Answer:
$12,663.26
Explanation:
The computation of the minimum selling price is shown below
Semi-annual = 12% ÷ 2 = 6%
Semi-annual compounding periods = 5 × 2 = 10
Semi-annual coupon (for 10 bonds) = $10,000 × 6.6% x (1 ÷ 2) = $330
as we know that
We assume the selling price be S
Present worth (PW) of the bond= PW of future cash flows
$9,500 = $330 × P/A(6%, 10) + S × P/F(6%, 10)
$9,500 = $330 × 7.3601 + S × 0.5584
$9,500 = $2,428.83 + S × 0.5584
S × 0.5584 = $7,071.17
= $7,071.17 ÷ 0.5584
= $12,663.26
The increase in aggregate demand causes price expectations to rise.

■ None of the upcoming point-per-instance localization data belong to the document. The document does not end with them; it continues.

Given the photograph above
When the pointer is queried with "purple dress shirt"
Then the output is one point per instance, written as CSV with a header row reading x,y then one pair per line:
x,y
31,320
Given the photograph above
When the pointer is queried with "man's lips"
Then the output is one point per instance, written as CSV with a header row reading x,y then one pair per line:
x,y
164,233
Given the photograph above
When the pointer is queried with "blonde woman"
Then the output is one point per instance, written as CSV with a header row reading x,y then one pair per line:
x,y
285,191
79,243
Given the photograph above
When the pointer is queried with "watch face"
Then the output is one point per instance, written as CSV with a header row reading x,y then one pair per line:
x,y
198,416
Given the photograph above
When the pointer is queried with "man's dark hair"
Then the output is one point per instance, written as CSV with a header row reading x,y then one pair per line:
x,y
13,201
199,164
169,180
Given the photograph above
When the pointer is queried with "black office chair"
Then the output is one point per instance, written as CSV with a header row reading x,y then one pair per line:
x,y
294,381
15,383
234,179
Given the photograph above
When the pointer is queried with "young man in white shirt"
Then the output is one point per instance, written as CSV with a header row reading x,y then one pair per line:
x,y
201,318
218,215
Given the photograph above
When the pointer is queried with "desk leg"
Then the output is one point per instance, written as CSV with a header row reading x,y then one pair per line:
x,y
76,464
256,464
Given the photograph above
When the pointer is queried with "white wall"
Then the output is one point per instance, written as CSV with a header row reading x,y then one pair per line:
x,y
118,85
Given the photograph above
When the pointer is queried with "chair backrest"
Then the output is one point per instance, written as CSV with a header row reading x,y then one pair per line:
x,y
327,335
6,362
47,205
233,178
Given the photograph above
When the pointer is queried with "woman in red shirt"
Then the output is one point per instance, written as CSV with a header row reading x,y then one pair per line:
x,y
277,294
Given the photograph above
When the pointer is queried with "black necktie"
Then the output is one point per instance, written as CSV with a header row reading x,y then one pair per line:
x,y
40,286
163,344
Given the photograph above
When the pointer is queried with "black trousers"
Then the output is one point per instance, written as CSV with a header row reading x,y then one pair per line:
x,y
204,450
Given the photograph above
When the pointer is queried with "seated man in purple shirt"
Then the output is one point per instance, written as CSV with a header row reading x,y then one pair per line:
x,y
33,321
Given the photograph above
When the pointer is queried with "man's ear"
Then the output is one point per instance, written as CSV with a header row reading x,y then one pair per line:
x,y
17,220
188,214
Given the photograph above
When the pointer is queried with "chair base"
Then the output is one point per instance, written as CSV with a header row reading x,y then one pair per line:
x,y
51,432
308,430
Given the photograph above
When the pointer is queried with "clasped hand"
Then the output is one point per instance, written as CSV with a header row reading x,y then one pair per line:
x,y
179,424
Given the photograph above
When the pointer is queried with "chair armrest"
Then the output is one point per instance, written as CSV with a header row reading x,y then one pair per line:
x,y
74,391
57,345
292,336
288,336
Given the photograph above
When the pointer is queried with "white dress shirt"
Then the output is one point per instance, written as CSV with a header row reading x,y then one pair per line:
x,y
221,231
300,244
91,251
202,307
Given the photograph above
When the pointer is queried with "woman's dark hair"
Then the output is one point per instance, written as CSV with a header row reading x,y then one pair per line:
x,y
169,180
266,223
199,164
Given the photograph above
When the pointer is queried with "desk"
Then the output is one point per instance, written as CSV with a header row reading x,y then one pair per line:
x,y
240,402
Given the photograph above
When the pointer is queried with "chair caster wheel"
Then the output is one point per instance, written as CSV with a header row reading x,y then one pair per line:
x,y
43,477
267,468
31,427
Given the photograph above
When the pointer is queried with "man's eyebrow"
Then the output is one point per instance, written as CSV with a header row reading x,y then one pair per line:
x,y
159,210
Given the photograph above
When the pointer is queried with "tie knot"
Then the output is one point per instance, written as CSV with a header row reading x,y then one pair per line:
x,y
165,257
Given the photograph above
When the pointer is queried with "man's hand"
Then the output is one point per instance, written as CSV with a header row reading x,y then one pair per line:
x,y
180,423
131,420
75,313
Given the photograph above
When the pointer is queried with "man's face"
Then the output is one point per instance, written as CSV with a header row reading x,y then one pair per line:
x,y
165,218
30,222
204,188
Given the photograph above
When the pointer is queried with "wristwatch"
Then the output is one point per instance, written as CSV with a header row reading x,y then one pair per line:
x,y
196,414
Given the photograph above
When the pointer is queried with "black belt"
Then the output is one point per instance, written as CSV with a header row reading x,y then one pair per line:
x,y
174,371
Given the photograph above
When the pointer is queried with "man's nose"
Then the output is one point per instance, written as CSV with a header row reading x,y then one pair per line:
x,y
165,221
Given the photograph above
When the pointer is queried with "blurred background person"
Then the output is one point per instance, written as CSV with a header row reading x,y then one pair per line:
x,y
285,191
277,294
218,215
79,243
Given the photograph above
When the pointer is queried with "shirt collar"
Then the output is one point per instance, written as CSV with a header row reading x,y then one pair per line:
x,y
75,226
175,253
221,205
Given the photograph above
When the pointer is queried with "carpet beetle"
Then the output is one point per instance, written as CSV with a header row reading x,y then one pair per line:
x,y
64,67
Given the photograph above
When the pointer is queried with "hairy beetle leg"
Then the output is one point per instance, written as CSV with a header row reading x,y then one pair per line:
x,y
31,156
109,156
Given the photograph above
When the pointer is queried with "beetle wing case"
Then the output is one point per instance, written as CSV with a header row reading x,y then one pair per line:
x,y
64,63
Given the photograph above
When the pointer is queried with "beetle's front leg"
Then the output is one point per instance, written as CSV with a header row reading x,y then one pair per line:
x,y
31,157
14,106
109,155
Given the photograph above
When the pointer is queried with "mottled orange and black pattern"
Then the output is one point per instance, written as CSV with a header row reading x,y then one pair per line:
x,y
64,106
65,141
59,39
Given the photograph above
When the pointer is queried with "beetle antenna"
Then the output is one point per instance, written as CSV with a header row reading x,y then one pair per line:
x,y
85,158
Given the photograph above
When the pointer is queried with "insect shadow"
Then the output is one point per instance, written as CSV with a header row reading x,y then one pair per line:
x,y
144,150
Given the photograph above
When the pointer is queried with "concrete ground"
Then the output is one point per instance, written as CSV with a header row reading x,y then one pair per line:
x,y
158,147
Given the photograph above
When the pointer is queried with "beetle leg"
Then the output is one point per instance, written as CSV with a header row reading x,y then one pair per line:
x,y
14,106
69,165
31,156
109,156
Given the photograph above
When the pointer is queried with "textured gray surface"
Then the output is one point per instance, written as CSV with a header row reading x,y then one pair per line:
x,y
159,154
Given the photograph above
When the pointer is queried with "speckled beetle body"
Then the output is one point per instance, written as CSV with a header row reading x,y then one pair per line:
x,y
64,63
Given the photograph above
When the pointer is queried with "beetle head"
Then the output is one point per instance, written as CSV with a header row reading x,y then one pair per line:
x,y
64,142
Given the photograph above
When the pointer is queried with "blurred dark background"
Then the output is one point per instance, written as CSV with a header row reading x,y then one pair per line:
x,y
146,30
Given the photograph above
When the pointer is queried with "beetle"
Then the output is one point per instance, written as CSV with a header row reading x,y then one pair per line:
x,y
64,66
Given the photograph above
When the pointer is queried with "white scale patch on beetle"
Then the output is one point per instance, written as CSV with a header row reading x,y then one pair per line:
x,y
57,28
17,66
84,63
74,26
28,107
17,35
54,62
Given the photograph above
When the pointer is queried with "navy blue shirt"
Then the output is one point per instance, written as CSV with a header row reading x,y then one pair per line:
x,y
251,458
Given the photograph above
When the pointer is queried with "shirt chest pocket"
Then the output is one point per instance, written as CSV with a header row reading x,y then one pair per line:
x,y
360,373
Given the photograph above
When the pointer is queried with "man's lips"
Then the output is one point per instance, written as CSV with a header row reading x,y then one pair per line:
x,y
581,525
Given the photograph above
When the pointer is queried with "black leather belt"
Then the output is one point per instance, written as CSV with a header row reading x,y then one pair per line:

An economy is a place of manufacturing, distribution, and alternate, in addition to intake of goods and offerings. In standard, it is described as a social domain that emphasizes the practices, discourses, and fabric expressions related to the production, use, and management of scarce resources.
Expenditure is the act or technique of expending.
Aggregate demand or a home's very last demand is the whole call for the very last items and offerings in a financial system at a given time. It is regularly referred to as effective demand, even though at other times this time period is outstanding. this is the call for the gross domestic made from a country.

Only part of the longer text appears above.